Her teaching and supervision spans international relations theory, Icelandic foreign policy, gender and security studies, and Arctic affairs. She has supervised over 250 students at BA, MA, and PhD levels and received the Jón Sigurðsson Award for excellence in teaching at the University of Iceland in 2019.

== Research ==
Ómarsdóttir's research lies at the intersection of international relations, gender studies, and Nordic politics. Her primary areas of expertise include:

- Icelandic foreign and security policy, with emphasis on neutrality, NATO membership, and post-Cold War strategic culture.
- Arctic politics, including Iceland’s role and interests in Arctic governance.
- Gender, security, and peace studies, including work on gendered discourses in foreign policy and the security implications of gender equality.

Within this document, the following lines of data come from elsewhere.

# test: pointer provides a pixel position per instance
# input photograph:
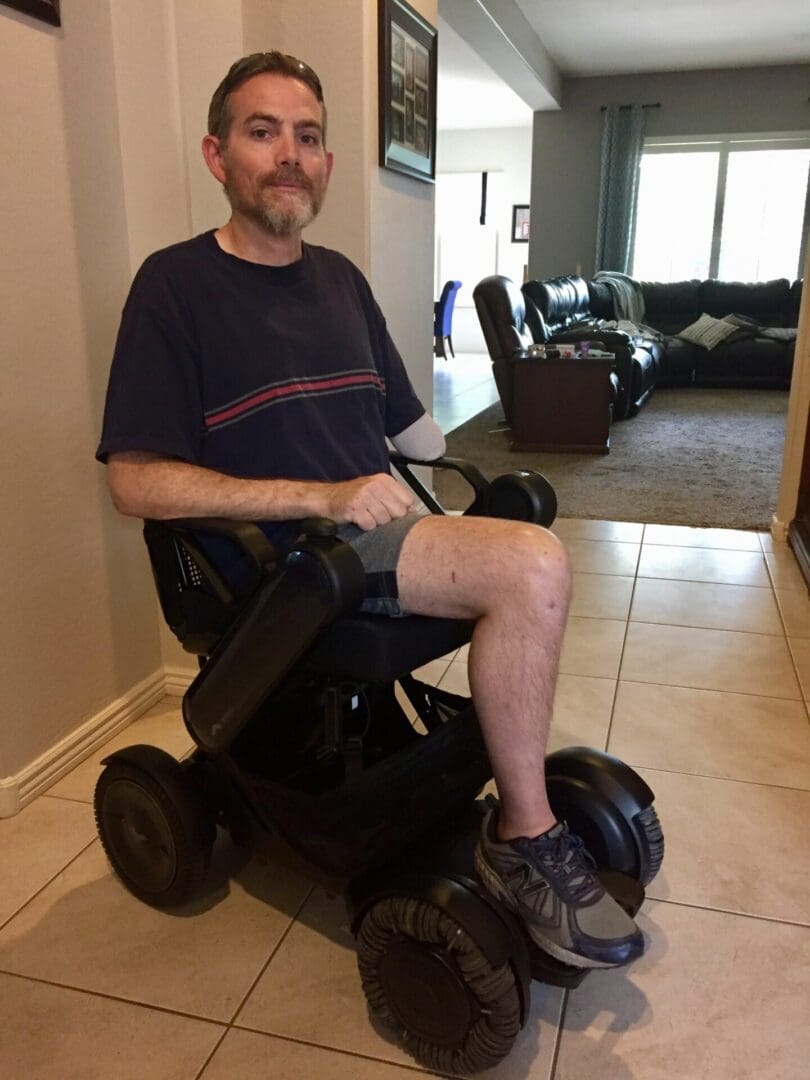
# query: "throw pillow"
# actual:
(707, 332)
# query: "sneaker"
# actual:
(551, 883)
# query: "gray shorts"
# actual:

She has been a Fulbright Arctic Initiative scholar and is regularly invited to speak on issues relating to security, gender, and Arctic governance at international conferences.

== Public service ==
Silja Bára was elected to Iceland’s Constitutional Assembly in 2010, where she contributed to proposals for a revised national constitution. She chaired the Icelandic Equal Rights Council from 2019 to 2021. Since 2018, she has served on the board of the Icelandic Red Cross and became its chair in 2022. She is frequently consulted by Icelandic media and governmental bodies on issues related to international affairs, security, and equality.

== Rector of the University of Iceland ==
On 27 March 2025, Ómarsdóttir was elected rector of the University of Iceland, winning 50.7% of the vote in the second round. She is the second woman in history to hold this office. She assumed office formally on the 1st of July and took over from Jón Atli Benediktsson.